«Tennis, Italian Style». Basterebbe l’omaggio che il celebre columnist statunitense Jon Wertheim fece sulle pagine di Sports Illustrated nel 2002, a misurare la grandezza e l’originalità di Gianni Clerici e Rino Tommasi nel raccontare il tennis in televisione. Una rivista sportiva internazionale (poi l’articolo venne più volte ripreso anche da altre testate) dedicava spazio a una coppia di telecronisti italiani e al loro curioso modo di commentare gli Us Open, uno stile, appunto, stretto tra precisione e colore, tra competenza e fantasia.

Dopo Clerici, scomparso nel giugno del 2022, anche l’altra anima di quell’iconico duo ci ha lasciati all’età di novant’anni, proprio mentre il movimento tennistico nazionale ha raggiunto il suo apice adagiandosi su vette mai toccate prima.
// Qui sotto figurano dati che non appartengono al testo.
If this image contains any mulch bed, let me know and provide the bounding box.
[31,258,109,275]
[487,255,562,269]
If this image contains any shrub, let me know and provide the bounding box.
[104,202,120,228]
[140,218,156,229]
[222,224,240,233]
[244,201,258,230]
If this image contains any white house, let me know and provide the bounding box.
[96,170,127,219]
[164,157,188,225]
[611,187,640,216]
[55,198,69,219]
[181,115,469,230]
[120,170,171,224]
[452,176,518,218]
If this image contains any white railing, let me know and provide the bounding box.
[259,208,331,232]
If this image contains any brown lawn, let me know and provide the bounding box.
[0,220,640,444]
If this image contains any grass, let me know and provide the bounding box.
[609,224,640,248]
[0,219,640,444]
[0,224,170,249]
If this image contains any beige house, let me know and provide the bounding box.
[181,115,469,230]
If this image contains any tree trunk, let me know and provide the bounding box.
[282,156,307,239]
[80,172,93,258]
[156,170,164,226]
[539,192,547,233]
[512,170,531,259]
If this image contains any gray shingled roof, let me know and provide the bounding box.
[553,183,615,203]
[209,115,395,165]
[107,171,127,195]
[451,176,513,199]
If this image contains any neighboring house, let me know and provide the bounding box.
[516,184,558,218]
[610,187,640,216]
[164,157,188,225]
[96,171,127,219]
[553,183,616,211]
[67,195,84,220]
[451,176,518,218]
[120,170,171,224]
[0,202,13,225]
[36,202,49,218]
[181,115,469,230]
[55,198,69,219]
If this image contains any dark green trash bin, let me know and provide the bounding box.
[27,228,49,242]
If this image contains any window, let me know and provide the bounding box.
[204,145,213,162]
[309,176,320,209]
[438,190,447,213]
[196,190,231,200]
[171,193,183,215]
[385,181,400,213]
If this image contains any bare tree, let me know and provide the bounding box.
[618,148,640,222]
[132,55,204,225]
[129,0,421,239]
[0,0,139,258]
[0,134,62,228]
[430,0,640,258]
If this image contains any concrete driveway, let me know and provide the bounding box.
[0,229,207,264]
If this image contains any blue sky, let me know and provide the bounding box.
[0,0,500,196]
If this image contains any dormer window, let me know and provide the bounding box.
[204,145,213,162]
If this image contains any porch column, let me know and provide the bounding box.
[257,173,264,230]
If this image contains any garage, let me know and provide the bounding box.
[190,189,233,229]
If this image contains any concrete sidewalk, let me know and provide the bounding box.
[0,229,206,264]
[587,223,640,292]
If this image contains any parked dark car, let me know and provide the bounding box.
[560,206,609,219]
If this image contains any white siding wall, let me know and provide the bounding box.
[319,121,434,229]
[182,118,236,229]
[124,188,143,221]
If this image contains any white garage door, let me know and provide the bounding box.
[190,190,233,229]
Veronese, ma fortemente legato anche a San Benedetto del Tronto dove frequentò il liceo, Tommasi si è avvicinato allo sport da atleta, vincendo diversi titoli di campione italiano universitario di tennis e conquistando anche due medaglie di bronzo ai Giochi mondiali studenteschi negli anni Cinquanta.

L’altro amore: la boxe

L’attrazione per il giornalismo avvenne sin dagli anni dell’università, sia come redattore di Tuttosport e Gazzetta dello Sport, sia curando le pubblicazioni del mensile specialistico Tennis Club. Un’attività a cui Tommasi affiancò sempre anche l’impegno diretto nella pratica sportiva e nell’organizzazione degli eventi delle sue discipline predilette: il tennis e il pugilato, l’altro grande amore della sua lunga carriera.

Per tutti gli anni Sessanta animerà incontri e tornei della boxe fino a quello del novembre 1969 tra Nino Benvenuti e Luis Rodríguez, trasmesso dalla Rai e che gli farà dire che «la boxe è finita» perché ormai fagocitata, come altri sport, dalle logiche televisive.

Alla televisione, però, Tommasi passerà presto, dapprima nel 1981 come direttore dei servizi sportivi della neonata Canale 5 (primo giornalista a ricoprire questo ruolo in casa Fininvest) e poi, dieci anni più tardi, a Telepiù, il canale satellitare che portò in Italia la pay-tv, con la trasformazione del contenuto sportivo in prodotto pregiato e fruibile solamente dietro abbonamento.

Al pugilato non rinunciò mai veramente, ideando ai tempi di Canale 5 la rubrica “La grande boxe”, rotocalco settimanale che contribuì ad alimentare la curiosità verso la storia e la tecnica di uno sport di nobile ed eccellente tradizione nazionale e depurandolo da un’idea distorta di violenza e marginalizzazione; rese popolari anche in Italia gli sport a stelle e strisce come il football americano.

La coppia con Clerici

Ma fu soprattutto con il tennis che raggiunse i più elevati livelli professionali, in quelle telecronache in coppia con Gianni Clerici avviate sulle frequenze di Tele Capodistria, il canale ponte tra Italia e Jugoslavia, uno dei più interessanti esperimenti di programmazione a trazione sportiva quando ancora non esisteva il concetto di tv tematica né quello di telecronaca a più voci.

Tommasi era il dato, la statistica, il compendio maniacale; Clerici l’estro, l’elzeviro, la suggestione capace di prendere traiettorie sghembe (Rino coniò per il compagno di strada il fulminante soprannome di “Dottor Divago”).

Nella sua carriera giornalistica, Tommasi ha incarnato quell’equilibrio essenziale di rigore e ironia, di garbo e puntualità, inventando locuzioni divenute celebri come il “circoletto rosso” per esprimere un punto di rara bellezza nel tennis, che rivelava ancora una volta quel suo gusto per l’annotazione, per il non lasciare mai nulla di sospeso.

Se, per usare le parole di David Foster Wallace, il tennis «è un’esperienza religiosa», Tommasi ne è stato un profeta razionale e geometrico, tradizionalista e conservatore anche nella visione del mondo, custode di un dogma che solo l’amico e collega Clerici riusciva (a fatica) a scalfire e ammorbidire.